Asset protection planning is an essential part of wealth management for high net worth individuals and families.
Its complexity with compliance of state and federal laws, tax regulations, trust and entity structures, and insurance strategies makes professional guidance important.
These structures must be created correctly, properly funded, and maintained over time to stay effective.
As always, we recommend working with a professional who understands both tax strategies and wealth management.
Author: Rob Cucchiaro, CFP, CRPC, AAMS
Questions answered in this blog:
What is asset protection planning?
What can asset protection planning protect against?
What assets can a creditor take?
Why is asset protection planning important?
What are some asset protection planning strategies?
How can establishing an LLC be an asset protection planning strategy?
How can establishing an FLP be an asset protection planning strategy?
Which type of irrevocable trust should I establish if engaging in asset protection planning?
How can establishing a domestic asset protection trust be an asset protection planning strategy?

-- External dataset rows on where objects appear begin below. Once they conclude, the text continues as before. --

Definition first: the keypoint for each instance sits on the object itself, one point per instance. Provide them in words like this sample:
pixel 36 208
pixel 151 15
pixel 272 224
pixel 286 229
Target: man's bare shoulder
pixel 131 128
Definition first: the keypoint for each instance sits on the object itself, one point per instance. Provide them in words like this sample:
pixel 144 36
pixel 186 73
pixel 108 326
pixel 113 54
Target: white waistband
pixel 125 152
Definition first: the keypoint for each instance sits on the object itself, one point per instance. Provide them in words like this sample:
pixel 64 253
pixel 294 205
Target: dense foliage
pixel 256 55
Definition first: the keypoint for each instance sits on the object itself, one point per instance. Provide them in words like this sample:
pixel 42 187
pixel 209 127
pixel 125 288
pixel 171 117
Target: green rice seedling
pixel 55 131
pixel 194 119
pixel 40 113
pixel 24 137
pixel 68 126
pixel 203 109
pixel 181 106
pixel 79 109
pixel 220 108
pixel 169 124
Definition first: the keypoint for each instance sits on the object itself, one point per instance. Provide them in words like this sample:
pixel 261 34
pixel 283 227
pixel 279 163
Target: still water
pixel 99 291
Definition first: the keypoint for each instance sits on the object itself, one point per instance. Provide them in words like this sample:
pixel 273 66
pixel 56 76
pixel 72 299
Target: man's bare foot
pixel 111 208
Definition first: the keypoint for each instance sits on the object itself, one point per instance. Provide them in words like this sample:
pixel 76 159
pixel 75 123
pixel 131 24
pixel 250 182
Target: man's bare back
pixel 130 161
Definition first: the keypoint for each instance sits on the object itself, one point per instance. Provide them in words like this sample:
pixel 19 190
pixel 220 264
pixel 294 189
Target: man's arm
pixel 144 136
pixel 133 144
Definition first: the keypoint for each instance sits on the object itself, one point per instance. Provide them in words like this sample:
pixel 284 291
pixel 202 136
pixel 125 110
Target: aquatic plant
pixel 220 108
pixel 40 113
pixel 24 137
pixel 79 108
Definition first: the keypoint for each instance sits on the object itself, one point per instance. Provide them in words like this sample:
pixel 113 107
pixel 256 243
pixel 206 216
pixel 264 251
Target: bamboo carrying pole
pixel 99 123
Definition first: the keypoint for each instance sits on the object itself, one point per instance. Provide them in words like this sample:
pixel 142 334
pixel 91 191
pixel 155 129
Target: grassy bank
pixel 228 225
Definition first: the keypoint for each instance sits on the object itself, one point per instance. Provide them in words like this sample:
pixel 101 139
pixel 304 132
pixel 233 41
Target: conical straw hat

How can establishing a spousal lifetime access trust be an asset protection planning strategy?
This material is purely intended to be general and educational in nature, and should not be construed as specifically-tailored investment, financial planning, tax, legal, or other professional advice. Information and data contained herein is as-of the date of publication, and may be subject to change in the future without notice. Any investment performance referenced is purely past performance, which is no guarantee of any future performance. Nothing contained herein should be construed as an offer to sell, a solicitation of an offer to buy, or a recommendation of any security or other financial product or investment strategy. All investment, tax, and financial planning strategies involve risk that you should be prepared to bear. You are highly encouraged to consult with professionals of your choosing before taking any action based on this material.